Mac wasn’t gone. Barrons had felt her. That was enough for Jada. “So long as I wear the cuff, we’re going to be closer than either of us like, and I have the weapon that can terminate your immortal existence.”
“I am a weapon that can terminate your mortal existence.”
“Like I said, impasse. Bottom line: we can kill each other or work together against our common enemy. Negotiate. What do you want? I have my list ready.”
“I want my cuff back.”
“Not on the table.”
Snarling, Cruce lunged but swiftly checked himself.
“I’ve got the advantage. Accept that and quit wasting my time. Mac is a problem for both of us. If you have knowledge from the Book, you may know something we can use to get her back.”
“There is no getting her back from that. That was not MacKayla. Nor was it the Book, at least not the one I touched. That was…”
“What?” Jada demanded.
“A sense of superiority that exceeds even mine, and I would not have believed that possible. It felt contempt for me. To the Book, I was as foul an aberration as a…a human. It is depravity, viciousness, sadism, and hunger for absolute dominance. Fae but unlike any I have ever encountered. It changed.”

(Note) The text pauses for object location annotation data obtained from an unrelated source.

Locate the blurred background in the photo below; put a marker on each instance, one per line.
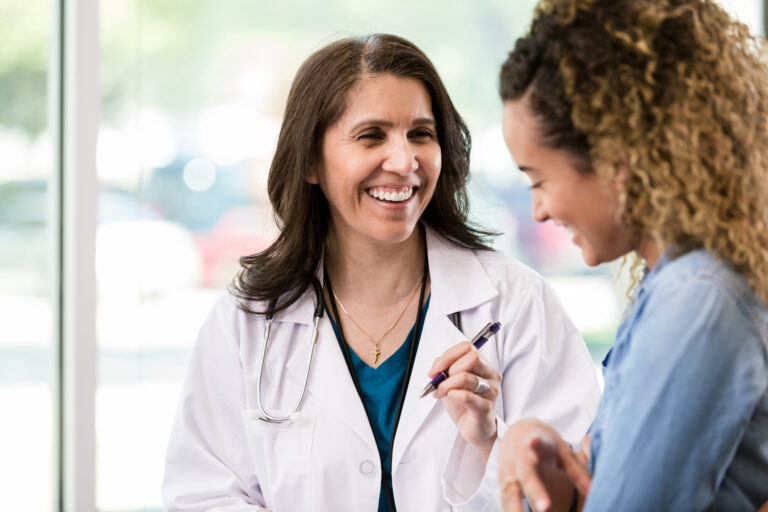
(192, 93)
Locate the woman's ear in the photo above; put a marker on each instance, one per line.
(312, 175)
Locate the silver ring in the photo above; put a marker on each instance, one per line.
(482, 385)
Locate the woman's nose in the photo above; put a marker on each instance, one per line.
(400, 157)
(538, 211)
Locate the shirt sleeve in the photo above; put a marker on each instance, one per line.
(547, 373)
(686, 382)
(206, 467)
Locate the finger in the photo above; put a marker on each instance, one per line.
(586, 443)
(511, 496)
(532, 486)
(473, 362)
(468, 382)
(450, 356)
(575, 469)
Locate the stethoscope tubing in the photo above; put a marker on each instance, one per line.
(263, 414)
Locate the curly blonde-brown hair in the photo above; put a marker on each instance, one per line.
(670, 97)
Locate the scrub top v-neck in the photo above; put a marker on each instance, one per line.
(381, 392)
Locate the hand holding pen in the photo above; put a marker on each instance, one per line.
(478, 341)
(468, 387)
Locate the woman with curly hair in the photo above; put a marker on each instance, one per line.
(643, 127)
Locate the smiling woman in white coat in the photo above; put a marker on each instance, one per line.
(377, 262)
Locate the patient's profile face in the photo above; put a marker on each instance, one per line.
(380, 160)
(578, 201)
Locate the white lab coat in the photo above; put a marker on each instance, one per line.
(221, 458)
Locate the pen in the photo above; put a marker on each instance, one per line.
(478, 341)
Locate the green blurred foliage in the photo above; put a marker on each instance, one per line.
(177, 54)
(25, 29)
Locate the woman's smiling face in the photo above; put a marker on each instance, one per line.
(380, 160)
(578, 201)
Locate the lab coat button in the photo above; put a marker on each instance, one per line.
(366, 467)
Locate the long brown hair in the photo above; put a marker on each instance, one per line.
(670, 96)
(316, 100)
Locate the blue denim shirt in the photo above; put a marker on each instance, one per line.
(683, 423)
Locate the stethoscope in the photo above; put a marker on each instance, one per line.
(318, 314)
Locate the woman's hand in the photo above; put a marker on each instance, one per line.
(474, 413)
(534, 462)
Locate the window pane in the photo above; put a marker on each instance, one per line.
(27, 257)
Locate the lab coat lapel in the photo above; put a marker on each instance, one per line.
(458, 283)
(329, 380)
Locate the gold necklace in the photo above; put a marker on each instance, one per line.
(376, 348)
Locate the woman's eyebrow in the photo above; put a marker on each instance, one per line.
(388, 124)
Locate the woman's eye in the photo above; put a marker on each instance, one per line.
(370, 136)
(423, 134)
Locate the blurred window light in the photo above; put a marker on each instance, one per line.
(199, 174)
(27, 258)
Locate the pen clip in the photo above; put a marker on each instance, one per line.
(482, 333)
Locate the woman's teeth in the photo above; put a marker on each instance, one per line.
(390, 195)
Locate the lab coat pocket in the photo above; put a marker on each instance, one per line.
(280, 453)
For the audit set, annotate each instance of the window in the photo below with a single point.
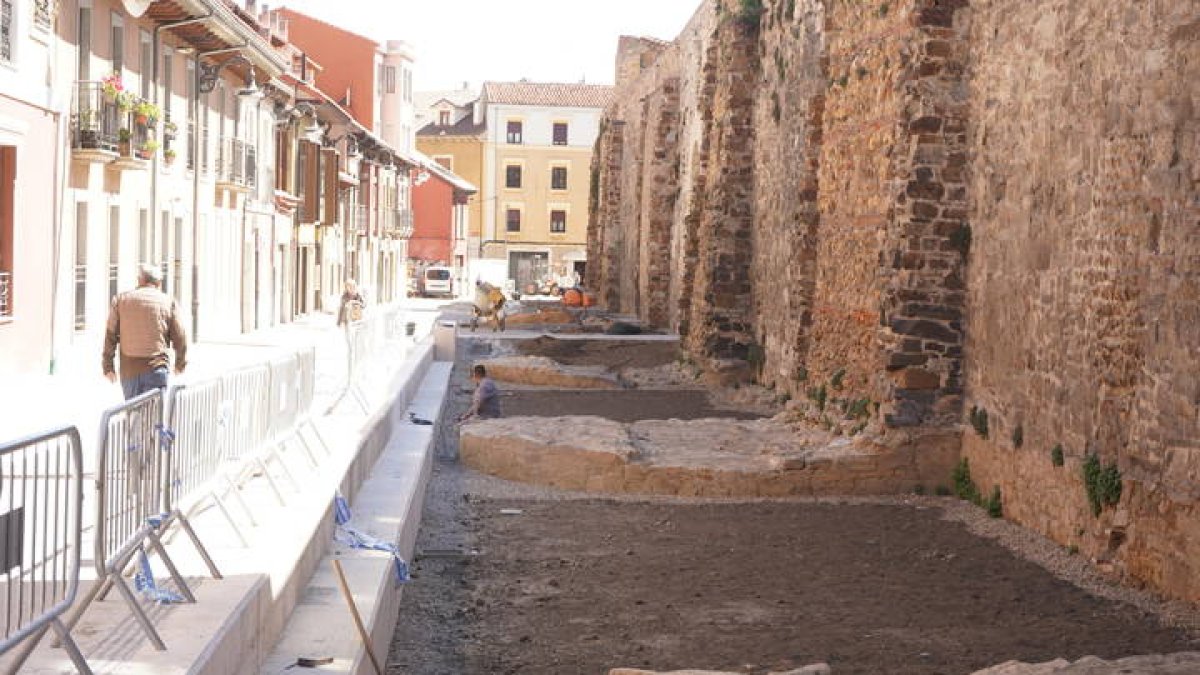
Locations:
(145, 61)
(513, 175)
(558, 221)
(7, 30)
(515, 132)
(179, 261)
(81, 268)
(114, 249)
(165, 250)
(118, 46)
(558, 178)
(7, 185)
(145, 237)
(84, 41)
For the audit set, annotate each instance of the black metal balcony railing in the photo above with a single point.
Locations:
(5, 293)
(238, 162)
(95, 119)
(361, 219)
(403, 223)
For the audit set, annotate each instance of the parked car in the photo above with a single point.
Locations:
(437, 281)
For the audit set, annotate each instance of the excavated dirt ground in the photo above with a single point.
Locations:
(617, 405)
(612, 354)
(521, 579)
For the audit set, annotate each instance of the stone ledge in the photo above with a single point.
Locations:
(547, 372)
(235, 621)
(709, 458)
(388, 507)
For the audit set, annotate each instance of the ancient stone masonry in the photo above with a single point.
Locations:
(913, 214)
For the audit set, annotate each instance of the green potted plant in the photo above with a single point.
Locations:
(123, 141)
(147, 150)
(88, 129)
(145, 113)
(112, 87)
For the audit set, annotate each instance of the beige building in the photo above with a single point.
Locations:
(535, 177)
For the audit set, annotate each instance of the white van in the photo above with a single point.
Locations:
(437, 281)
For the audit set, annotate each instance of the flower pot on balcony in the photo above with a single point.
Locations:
(89, 139)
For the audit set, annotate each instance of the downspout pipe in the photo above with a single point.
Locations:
(156, 77)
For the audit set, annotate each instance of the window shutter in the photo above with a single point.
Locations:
(311, 180)
(330, 186)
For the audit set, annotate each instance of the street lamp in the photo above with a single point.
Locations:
(207, 77)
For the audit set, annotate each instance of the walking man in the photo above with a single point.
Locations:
(144, 322)
(486, 401)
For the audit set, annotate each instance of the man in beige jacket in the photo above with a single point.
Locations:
(144, 322)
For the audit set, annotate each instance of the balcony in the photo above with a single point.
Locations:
(237, 166)
(5, 294)
(43, 15)
(401, 223)
(361, 220)
(95, 124)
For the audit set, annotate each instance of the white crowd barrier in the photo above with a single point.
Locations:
(160, 458)
(41, 532)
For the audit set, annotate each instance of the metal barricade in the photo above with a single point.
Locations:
(130, 488)
(41, 531)
(195, 458)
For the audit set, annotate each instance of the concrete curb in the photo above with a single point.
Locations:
(388, 507)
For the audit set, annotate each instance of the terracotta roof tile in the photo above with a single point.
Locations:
(539, 94)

“And we’re going to change it back,” Jada said evenly. “If it takes you again, and I suspect it will, we won’t free you next time. We’ll leave you like that. You need us. If I were you, I’d make us need you for something.” She paused a moment then probed, “This cuff protects the wearer from many things, Unseelie and otherwise. That includes you, doesn’t it?” She’d been able to meet his gaze as both V’lane and Cruce without her eyes bleeding, and seriously doubted he was willingly muting himself.
The sudden flash of ire in his iridescent gaze was all the answer she needed. She smiled faintly. “You couldn’t make it work against the other princes, without also protecting the wearer against yourself.”

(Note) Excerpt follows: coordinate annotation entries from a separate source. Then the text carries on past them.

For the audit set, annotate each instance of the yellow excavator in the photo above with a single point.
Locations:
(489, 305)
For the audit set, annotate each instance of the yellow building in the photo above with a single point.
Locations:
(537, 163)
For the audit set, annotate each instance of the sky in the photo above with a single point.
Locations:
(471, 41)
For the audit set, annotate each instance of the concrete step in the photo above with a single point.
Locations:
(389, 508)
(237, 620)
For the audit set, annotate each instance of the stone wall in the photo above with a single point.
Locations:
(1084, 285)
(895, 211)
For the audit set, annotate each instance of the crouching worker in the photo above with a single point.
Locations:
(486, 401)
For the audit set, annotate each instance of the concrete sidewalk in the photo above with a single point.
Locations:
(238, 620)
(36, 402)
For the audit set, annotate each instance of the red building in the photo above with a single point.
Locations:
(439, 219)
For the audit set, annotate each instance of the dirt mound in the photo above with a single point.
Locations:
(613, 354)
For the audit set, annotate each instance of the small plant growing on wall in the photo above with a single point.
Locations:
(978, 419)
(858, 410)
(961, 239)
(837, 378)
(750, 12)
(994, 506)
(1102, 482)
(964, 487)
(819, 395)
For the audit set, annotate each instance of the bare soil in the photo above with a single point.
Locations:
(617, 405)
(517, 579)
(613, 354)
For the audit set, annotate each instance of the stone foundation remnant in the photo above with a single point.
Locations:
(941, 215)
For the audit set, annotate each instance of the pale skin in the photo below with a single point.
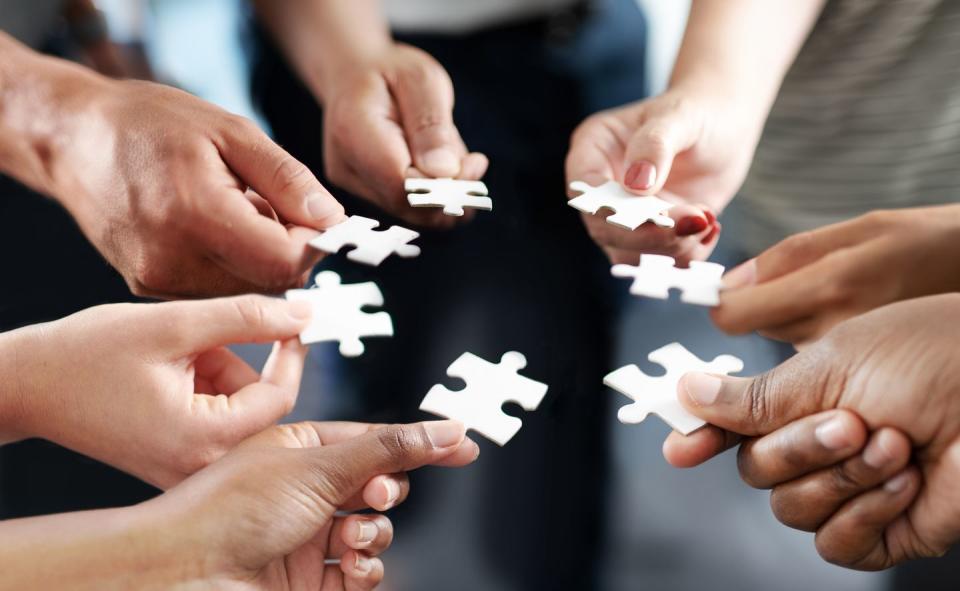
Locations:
(264, 517)
(181, 197)
(858, 435)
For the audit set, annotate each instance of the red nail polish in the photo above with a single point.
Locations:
(690, 225)
(640, 176)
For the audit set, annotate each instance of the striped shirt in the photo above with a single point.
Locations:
(868, 118)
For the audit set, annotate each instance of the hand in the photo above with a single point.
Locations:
(185, 199)
(802, 287)
(683, 149)
(263, 517)
(151, 388)
(896, 368)
(389, 119)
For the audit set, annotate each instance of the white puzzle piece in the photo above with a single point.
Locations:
(450, 194)
(372, 246)
(489, 386)
(656, 274)
(658, 395)
(338, 314)
(631, 211)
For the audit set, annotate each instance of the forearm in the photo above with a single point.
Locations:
(41, 107)
(740, 50)
(325, 39)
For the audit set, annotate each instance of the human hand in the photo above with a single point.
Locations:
(151, 388)
(183, 198)
(264, 515)
(391, 118)
(687, 150)
(799, 289)
(896, 368)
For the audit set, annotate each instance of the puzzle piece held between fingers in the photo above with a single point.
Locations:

“I may not be able to harm you but I can sift you to a fire world, sidhe-seer.”
“Where you’ll die, too. I’m fast enough to take you out as I go. I want the knowledge you took from the Sinsar Dubh. I want you to tell me everything.”
“I want MacKayla dead. She can be killed in her current form.”
“That’s not on the table either.”
“Then we have nothing to negotiate.” He sifted out.
“Cruce,” she murmured, and he was instantly back, face taut with rage.
Abruptly, she was in arctic wasteland, with a bone-chilling wind knifing through her. Her leather jacket froze solid and crackled when she slid up into the slipstream. Vibrating, moving in that higher dimension, she was no longer quite so cold.
And the tip of her sword was at Cruce’s heart.
He flashed her through a dizzying array of hostile landscapes, testing how quickly she could get to him.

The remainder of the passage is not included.